The story he and his mother told was, without question, the best story I’d heard all year. It was more fascinating, more enthralling, more surprising than any movie, television show or book I’d seen or read in a long, long time. No other story I’d heard even came close. It wasn’t just the juicy details of the story; it was how Greg and Mrs. Stephens told the story, like tag team wrestlers, each taking their turn to beat the story into submission.
Greg began telling the true story of how Trixie was going to introduce them to her brand-new fiancé. Mrs. Stephens then jumped in with the back-story, explaining how poor Trixie had always been unlucky in love (there was a nice flashback to the time she fell in love online with a self-professed rich doctor who showed up on her doorstep looking for a place to stay and some fried chicken). Greg then went off on a tangent describing how he paid a visit to the summer redneck games in rural Georgia before tying it all back neatly into the main story. He and his mother told a riveting story of love, deception, and murder with an outboard motor. They were animated; they used visual aids; they reenacted scenes. It was funny, violent and masterful. I wish you could have been there.

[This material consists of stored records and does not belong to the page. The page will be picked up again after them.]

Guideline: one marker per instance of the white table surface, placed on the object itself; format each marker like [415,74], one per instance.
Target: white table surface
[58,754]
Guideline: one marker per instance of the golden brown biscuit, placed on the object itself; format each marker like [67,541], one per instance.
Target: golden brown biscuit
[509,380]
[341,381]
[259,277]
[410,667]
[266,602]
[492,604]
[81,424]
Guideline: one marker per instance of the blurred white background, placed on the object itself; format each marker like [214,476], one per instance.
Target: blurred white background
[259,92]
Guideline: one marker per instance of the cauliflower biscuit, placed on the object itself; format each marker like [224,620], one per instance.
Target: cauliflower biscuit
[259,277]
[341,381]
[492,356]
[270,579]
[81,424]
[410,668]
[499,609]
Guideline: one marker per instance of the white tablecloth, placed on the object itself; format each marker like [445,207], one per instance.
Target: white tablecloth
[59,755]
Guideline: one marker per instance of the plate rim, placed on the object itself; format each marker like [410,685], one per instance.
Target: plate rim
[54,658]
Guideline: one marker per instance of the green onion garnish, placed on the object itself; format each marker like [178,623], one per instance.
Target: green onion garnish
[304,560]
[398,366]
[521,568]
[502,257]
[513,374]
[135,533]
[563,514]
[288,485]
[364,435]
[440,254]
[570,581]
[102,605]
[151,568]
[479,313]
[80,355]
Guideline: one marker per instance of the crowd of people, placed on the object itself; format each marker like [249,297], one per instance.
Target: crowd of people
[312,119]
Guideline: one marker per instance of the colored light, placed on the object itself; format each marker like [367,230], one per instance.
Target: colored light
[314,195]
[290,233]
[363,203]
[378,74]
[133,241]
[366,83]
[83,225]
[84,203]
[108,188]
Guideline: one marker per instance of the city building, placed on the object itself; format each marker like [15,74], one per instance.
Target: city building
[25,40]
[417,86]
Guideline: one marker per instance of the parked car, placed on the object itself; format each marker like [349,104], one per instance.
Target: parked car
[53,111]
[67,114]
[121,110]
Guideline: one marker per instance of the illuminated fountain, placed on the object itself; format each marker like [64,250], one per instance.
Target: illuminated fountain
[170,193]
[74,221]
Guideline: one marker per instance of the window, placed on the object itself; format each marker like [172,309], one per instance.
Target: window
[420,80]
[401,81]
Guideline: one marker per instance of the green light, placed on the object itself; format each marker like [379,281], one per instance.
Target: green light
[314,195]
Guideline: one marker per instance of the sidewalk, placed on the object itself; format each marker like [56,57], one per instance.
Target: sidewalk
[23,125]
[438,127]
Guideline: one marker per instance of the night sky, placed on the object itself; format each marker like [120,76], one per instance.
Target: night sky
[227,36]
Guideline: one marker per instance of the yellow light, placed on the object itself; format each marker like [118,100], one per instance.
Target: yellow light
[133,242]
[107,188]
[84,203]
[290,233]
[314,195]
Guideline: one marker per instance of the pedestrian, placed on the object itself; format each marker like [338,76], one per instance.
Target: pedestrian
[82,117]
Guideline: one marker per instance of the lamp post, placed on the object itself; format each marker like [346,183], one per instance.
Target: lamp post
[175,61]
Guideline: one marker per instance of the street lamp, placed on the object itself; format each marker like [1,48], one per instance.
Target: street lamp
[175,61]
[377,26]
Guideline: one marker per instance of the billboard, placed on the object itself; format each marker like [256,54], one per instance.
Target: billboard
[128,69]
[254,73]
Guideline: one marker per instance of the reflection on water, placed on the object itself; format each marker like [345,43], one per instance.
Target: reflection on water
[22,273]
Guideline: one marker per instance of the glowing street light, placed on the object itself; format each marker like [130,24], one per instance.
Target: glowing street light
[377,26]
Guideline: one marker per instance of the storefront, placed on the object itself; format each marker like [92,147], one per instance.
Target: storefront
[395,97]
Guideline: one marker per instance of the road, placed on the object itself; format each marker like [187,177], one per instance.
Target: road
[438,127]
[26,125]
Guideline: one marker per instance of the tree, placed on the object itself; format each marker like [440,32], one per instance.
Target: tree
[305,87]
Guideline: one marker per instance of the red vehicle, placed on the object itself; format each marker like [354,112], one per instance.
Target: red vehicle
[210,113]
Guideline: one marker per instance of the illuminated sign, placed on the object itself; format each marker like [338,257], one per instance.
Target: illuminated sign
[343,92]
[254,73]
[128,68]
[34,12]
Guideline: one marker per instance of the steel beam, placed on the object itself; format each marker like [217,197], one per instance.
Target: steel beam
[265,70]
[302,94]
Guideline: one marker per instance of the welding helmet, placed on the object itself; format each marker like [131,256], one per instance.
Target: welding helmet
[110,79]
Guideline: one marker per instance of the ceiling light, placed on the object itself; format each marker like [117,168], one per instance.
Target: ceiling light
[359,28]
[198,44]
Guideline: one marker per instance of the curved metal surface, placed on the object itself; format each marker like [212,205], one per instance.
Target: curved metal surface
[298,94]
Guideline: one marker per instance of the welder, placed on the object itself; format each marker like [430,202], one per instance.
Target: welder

What was the story? How did the sweet promise of romance twist and turn its way into a dark tale of a double-life sentence without a chance for parole? Well, this is going to be terrible, but I can’t tell you – for three very good reasons.
1) The story involves real people who may get their feelings hurt.
2) The story involves real people who are criminals who may break out of prison in order to hurt me.
3) The story really can’t be told again.
Greg was absolutely right: he totally killed it. I’ve tried to tell the story a couple of times and I’ve never been able to recreate his mix of shock and awe. The story of Trixie was more than a cold restatement of the terrible things that happened to her; it was the manner and circumstances in which it was told. For you to truly experience the story, you had to have been sitting on Mrs. Stephens’ couch with a glass of lemonade in your hand. To fully appreciate the story, you had to know the Stephens and they had to know you. To be as jazzed as my wife and I were, you had to know a few things but you had to be completely ignorant about others. A perfect story (which that was) is in the telling. Greg and Mrs. Stephens’ story would be both different and diminished if retold. I can’t tell Greg’s story because I’m not Greg and I can’t copy his telling.
There are reasons why Alan Moore‘s “The League of Extraordinary Gentlemen” worked brilliantly as a comic book series and flopped spectacularly as a film. The screenwriters, as talented as they were, were not Mr. Moore so it only makes sense that their story isn’t Mr. Moore’s story. The film version of “The League…” is also different from the comic because, obviously, it’s a film and a film can’t do what a comic book series does. That doesn’t mean feature films are a lower art form; it simply means they are a different and have an entirely different set of strengths.
In a time when all stories are expected to work across multiple media platforms (the comic has to be a TV show; the book has to be a movie; the TV show has to mobile app, etc.), I suspect that great stories are great not just because of their specific details but because of the manner in which they were told. Stories that can be plugged into a wide variety of devices and reconfigured for endless formats are probably nothing more than merchandise masquerading as stories.
I would tell you the story if I could (no one likes adult conversation more than I do), but I sincerely believe that the best and only way to hear the story of Trixie was sipping lemonade on the couch in Mrs. Stephens’ living room, just as the sun was going down, in the summer of 2011. There’s no point in saying what the story was; Greg killed it.